JPA: persist does not insert into join table

All,
I am using JPA for this application and annotations for Mapping entities. I have an entity called UserStory and another one called Revision. There is a OneToMany for UserStory to Revision.
#Entity
#Table(name = "user_story")
#NamedNativeQueries({
#NamedNativeQuery(name = "storyBacklog", query = "SELECT userstory.rank AS rank, userstory.description AS description, userstory.estimate AS estimate, userstory.name AS name, "
+ "userstory.id AS id, userstory.status AS status FROM user_story userstory ORDER BY userstory.rank ASC", resultClass = UserStory.class),
#NamedNativeQuery(name = "getCos", query = "SELECT conditions.cos As cos FROM story_cos conditions WHERE conditions.story_id=?1", resultSetMapping = "cosMapping") })
#SqlResultSetMappings({ #SqlResultSetMapping(name = "cosMapping", columns = #ColumnResult(name = "cos")) })
public class UserStory implements Serializable {
private static final long serialVersionUID = 248298400283358441L;
#Id
#GeneratedValue(strategy = GenerationType.AUTO)
private Long id;
...
#OneToMany(cascade = CascadeType.ALL)
#JoinTable(name = "story_revisions", joinColumns = #JoinColumn(name = "story_id"), inverseJoinColumns = #JoinColumn(name = "revision_id"))
private Set<Revision> revisions;
here's Revision entity:
#Entity
#Table(name = "revision")
public class Revision implements Serializable {
private static final long serialVersionUID = -1823230375873326645L;
#Id
#GeneratedValue(strategy = GenerationType.AUTO)
private Long id;
#Column(nullable = false)
private String description;
#Column(name = "date_created", nullable = false)
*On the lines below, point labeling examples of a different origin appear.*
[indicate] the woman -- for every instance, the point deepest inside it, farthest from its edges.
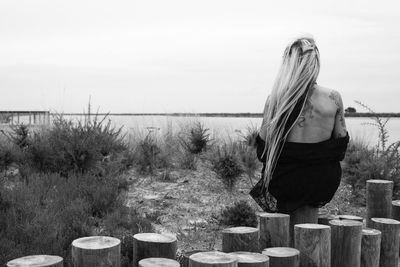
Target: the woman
(303, 136)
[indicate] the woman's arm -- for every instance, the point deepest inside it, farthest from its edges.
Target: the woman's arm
(339, 129)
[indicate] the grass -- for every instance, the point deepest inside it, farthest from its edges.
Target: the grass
(73, 180)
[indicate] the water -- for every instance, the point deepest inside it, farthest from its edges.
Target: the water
(221, 127)
(234, 127)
#Temporal(TemporalType.TIMESTAMP)
private Date creationDate;
When I create a userStory; I add a revision on to it,
but the join table is not populated unless, I persist story first,
then add revision and merge it.
here's the code for saving a UserStory:
public UserStory saveUserStory(UserStory userStory) {
Revision revision = new Revision();
revision.setCreationDate(new Timestamp(System.currentTimeMillis()));
revision.setDescription("User story created");
Set<Revision> revisions = new HashSet<Revision>();
revisions.add(revision);
userStory.setRevisions(revisions);
return storyDao.create(userStory);
}
in StoryDao I call the persist method:
#Transactional(readOnly = false)
public UserStory create(UserStory userStory) {
if (userStory.getRank() == null) {
Integer highestRank = 0;
highestRank = (Integer) entityManager.createNativeQuery("select max(rank) from user_story")
.getSingleResult();
if (highestRank != null)
highestRank += 1;
else
highestRank = new Integer(1);
userStory.setRank(highestRank);
}
entityManager.persist(userStory);
LOGGER.debug("Added User Story with id " + userStory.getId());
entityManager.detach(userStory);
return userStory;
}
here's the SQL from LOGS
Hibernate:
insert
into
user_story
(description, estimate, name, rank, status)
values
(?, ?, ?, ?, ?)
Hibernate:
insert
into
revision
(date_created, description)
values
(?, ?)
Hibernate:
select
revision0_.id as id5_0_,
revision0_.date_created as date2_5_0_,
revision0_.description as descript3_5_0_
from
revision revision0_
where
revision0_.id=?
Hibernate:
select
userstory0_.id as id3_1_,
userstory0_.description as descript2_3_1_,
userstory0_.estimate as estimate3_1_,
userstory0_.name as name3_1_,
userstory0_.rank as rank3_1_,
userstory0_.status as status3_1_,
revisions1_.story_id as story1_3_3_,
revision2_.id as revision2_3_,
revision2_.id as id5_0_,
revision2_.date_created as date2_5_0_,
revision2_.description as descript3_5_0_
from
user_story userstory0_
left outer join
story_revisions revisions1_
on userstory0_.id=revisions1_.story_id
left outer join
revision revision2_
on revisions1_.revision_id=revision2_.id
where
userstory0_.id=?
I can see from here it saves the user story and revision, but then tries to run a join to see if the relation exists before doing an insert into the join table. Which of course it will not find because I am creating this object.
How do it get the join table populated in this case?
Works now. Here's the updated code
revisions.add(revision);
userStory = storyDao.create(userStory);
userStory.setRevisions(revisions);
return storyDao.update(userStory);
I am still not sure why this is required; the two step method where I persist an object then update it.